# What You'll Need:
→ Chicken
01 - 4 boneless, skinless chicken thighs
02 - 1 teaspoon kosher salt
03 - ½ teaspoon black pepper
→ Breading Station
04 - ½ cup all-purpose flour
05 - 2 large eggs
06 - 1 tablespoon water
07 - 1¼ cups panko breadcrumbs
08 - ½ teaspoon garlic powder
09 - ½ teaspoon smoked paprika
→ Frying
10 - ½ cup neutral oil (for frying; omit for air frying)
→ Hot Honey Drizzle
11 - ⅓ cup honey
12 - 1½ teaspoons hot sauce (such as Frank's RedHot)
13 - ½ teaspoon red pepper flakes (optional)

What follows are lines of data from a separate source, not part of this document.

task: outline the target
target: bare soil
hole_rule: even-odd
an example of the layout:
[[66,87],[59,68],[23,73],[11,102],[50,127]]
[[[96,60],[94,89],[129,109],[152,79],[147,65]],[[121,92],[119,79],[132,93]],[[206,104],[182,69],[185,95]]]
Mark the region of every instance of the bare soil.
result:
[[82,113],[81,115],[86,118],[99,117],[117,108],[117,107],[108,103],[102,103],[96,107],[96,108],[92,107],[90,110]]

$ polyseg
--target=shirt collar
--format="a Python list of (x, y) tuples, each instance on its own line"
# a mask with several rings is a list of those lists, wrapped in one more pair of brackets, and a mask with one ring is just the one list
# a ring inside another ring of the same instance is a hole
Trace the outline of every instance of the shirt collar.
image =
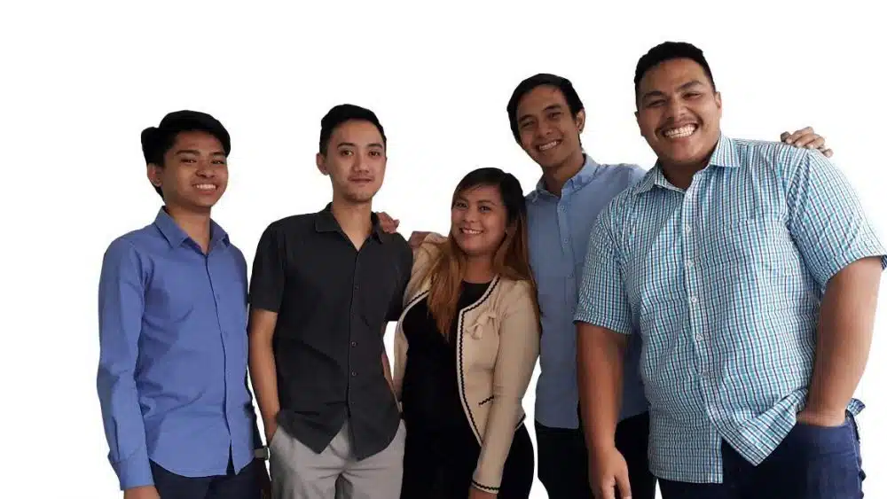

14 - ½ teaspoon apple cider vinegar
15 - Pinch of salt
# How To Make It:
01 - Pat the chicken thighs dry and season evenly with kosher salt and black pepper on both sides.
02 - Arrange three shallow dishes: place flour in the first, whisk eggs with water in the second, and combine panko breadcrumbs, garlic powder, and smoked paprika in the third.
03 - Dredge each chicken thigh in flour, tapping off excess, dip into the egg mixture, then press firmly into the breadcrumb mixture ensuring complete coverage.
04 - For frying, heat neutral oil in a large skillet over medium-high heat and fry chicken for 4–5 minutes per side until deep golden, crispy, and internal temperature reaches 165°F. Transfer to a wire rack to drain excess oil. For air frying, preheat the air fryer to 400°F, lightly spray both sides of the breaded chicken with oil, and air fry for 8–10 minutes per side until crisp and fully cooked.
05 - In a small saucepan over low heat, combine honey, hot sauce, red pepper flakes (if using), apple cider vinegar, and a pinch of salt. Warm gently while stirring until homogeneous and fluid—avoid boiling.
06 - Drizzle the warm hot honey mixture over the crispy chicken thighs just prior to serving.